The electrical switch is operated by a plunger 25, shown in ghost outline in FIG. 1, forming part of the temperature regulator (not shown). When the temperature-sensing means of the temperature regulator senses a predetermined temperature, the plunger 25 is displaced downwards, as viewed in FIG. 1, to such a position that the trip tongue 16e is deflected sufficiently to trip the switch contact assembly 15, 16 upwards, away from the contact 20 and its engagement with the fixed contact 19. The circuit between the terminal lugs 10 and 11 is therefore interrupted, while a circuit is established between the terminal lugs 11 and 12.

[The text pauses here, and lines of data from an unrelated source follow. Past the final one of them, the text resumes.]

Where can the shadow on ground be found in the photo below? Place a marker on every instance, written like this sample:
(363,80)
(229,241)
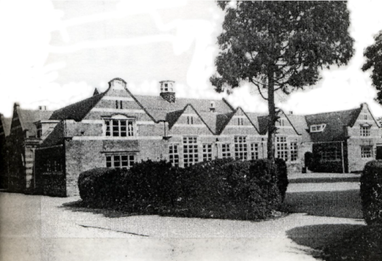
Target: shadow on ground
(319,236)
(80,206)
(343,204)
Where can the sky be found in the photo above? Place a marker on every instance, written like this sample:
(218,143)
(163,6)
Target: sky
(56,52)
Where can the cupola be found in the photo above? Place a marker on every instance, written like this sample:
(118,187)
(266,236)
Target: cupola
(167,90)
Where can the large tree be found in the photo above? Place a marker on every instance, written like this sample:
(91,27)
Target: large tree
(373,55)
(280,46)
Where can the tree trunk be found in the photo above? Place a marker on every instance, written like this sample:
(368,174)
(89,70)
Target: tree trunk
(271,117)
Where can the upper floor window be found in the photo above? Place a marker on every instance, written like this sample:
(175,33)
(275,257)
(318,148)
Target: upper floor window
(365,130)
(190,119)
(317,128)
(118,104)
(241,147)
(282,148)
(120,127)
(123,161)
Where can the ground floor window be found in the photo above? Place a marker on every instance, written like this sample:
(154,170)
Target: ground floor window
(121,161)
(366,152)
(282,148)
(190,151)
(207,152)
(241,147)
(254,151)
(293,151)
(173,154)
(226,151)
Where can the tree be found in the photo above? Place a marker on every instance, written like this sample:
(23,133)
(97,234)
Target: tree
(373,55)
(280,46)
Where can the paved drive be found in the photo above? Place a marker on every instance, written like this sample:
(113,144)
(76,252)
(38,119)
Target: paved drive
(40,228)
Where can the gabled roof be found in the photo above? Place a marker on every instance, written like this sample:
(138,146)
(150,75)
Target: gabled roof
(6,124)
(336,123)
(158,108)
(29,117)
(78,110)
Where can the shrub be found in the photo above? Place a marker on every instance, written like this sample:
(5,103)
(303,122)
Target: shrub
(282,177)
(371,192)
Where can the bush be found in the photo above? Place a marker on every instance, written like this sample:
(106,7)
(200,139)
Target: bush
(221,188)
(371,192)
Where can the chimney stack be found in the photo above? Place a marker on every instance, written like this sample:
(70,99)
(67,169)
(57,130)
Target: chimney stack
(167,90)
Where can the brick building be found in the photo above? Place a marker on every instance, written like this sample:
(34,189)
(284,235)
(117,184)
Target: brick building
(117,128)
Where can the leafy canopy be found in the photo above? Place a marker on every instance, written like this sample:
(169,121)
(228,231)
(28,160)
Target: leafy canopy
(285,42)
(373,55)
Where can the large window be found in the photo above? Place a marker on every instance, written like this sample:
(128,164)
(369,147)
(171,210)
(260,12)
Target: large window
(254,151)
(293,151)
(282,148)
(190,151)
(173,154)
(365,131)
(207,152)
(119,127)
(366,152)
(241,147)
(226,151)
(121,161)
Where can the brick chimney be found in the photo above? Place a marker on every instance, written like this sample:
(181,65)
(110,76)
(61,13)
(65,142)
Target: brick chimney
(167,90)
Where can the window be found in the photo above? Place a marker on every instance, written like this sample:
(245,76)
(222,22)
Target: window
(317,128)
(331,154)
(365,131)
(190,151)
(173,154)
(293,151)
(254,151)
(226,151)
(366,152)
(190,120)
(282,148)
(118,105)
(240,148)
(119,127)
(207,152)
(122,161)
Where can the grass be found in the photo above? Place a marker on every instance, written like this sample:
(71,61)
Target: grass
(362,244)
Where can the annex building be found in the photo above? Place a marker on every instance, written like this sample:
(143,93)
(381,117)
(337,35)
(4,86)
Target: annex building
(45,151)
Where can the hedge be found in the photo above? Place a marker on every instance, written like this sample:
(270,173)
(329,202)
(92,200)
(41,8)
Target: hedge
(221,188)
(371,192)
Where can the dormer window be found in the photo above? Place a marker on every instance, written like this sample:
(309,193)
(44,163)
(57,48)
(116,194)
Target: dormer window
(190,120)
(119,127)
(365,130)
(317,128)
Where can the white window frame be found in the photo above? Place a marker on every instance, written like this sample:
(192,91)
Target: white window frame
(226,150)
(255,151)
(173,154)
(120,160)
(207,152)
(190,151)
(241,148)
(366,151)
(282,148)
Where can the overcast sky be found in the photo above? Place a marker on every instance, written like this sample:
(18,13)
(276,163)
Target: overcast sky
(56,52)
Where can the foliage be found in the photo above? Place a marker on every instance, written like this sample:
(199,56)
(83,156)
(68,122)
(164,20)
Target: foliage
(371,192)
(280,46)
(221,188)
(374,63)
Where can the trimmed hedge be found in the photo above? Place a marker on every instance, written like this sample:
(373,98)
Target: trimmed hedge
(221,188)
(371,192)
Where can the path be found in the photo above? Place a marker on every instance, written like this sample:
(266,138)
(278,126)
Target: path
(40,228)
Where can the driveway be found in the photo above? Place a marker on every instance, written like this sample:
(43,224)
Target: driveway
(46,228)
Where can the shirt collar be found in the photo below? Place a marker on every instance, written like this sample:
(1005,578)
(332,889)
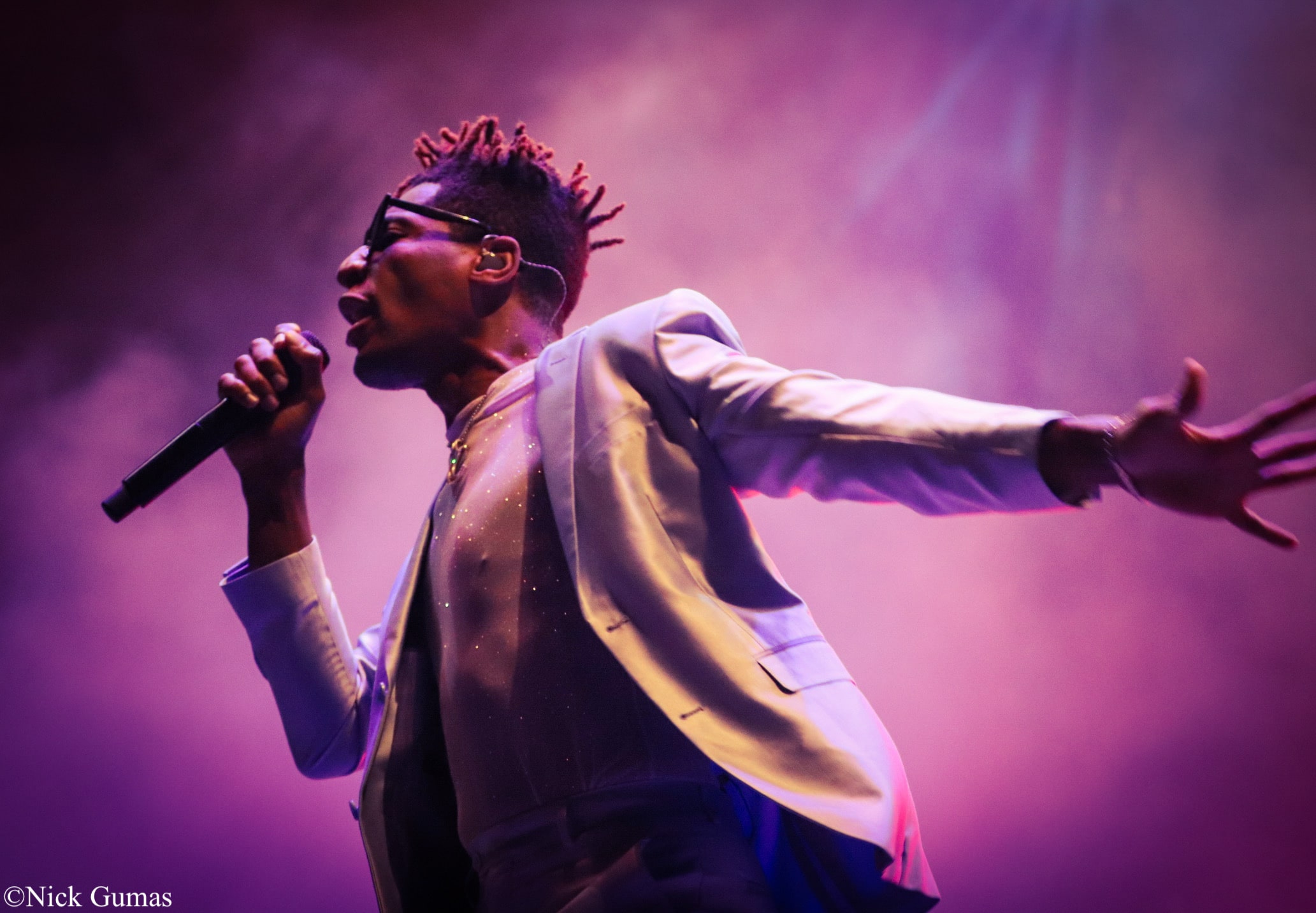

The plunger 25 has a shoulder 25a which abuts the support plate 11b upon depression of the plunger to limit the stroke of the plunger 25. This avoids `overtravel` of the switch, preventing excessive bending of the trip tongue 16e which could damage it.
According to the circuit in which the switch is connected, it can be employed as a normally-closed or normally-open switch, or as a selector switch. In any case the current passes predominantly through the contact carrying arm 15 which consists of a highly conductive material (copper or copper alloy), very little current in practice passing through the snap action spring 16, which may be made of a material of poor conducting properties such as stainless steel.
Although two elements 15, 16 form the movable contact assembly, they occupy in practice a space no bigger than that occupied by a single element, since both elements 15, 16 are substantially flat and lie substantially parallel to one another. This enables an electrical switch of very small overall size to have a high current rating.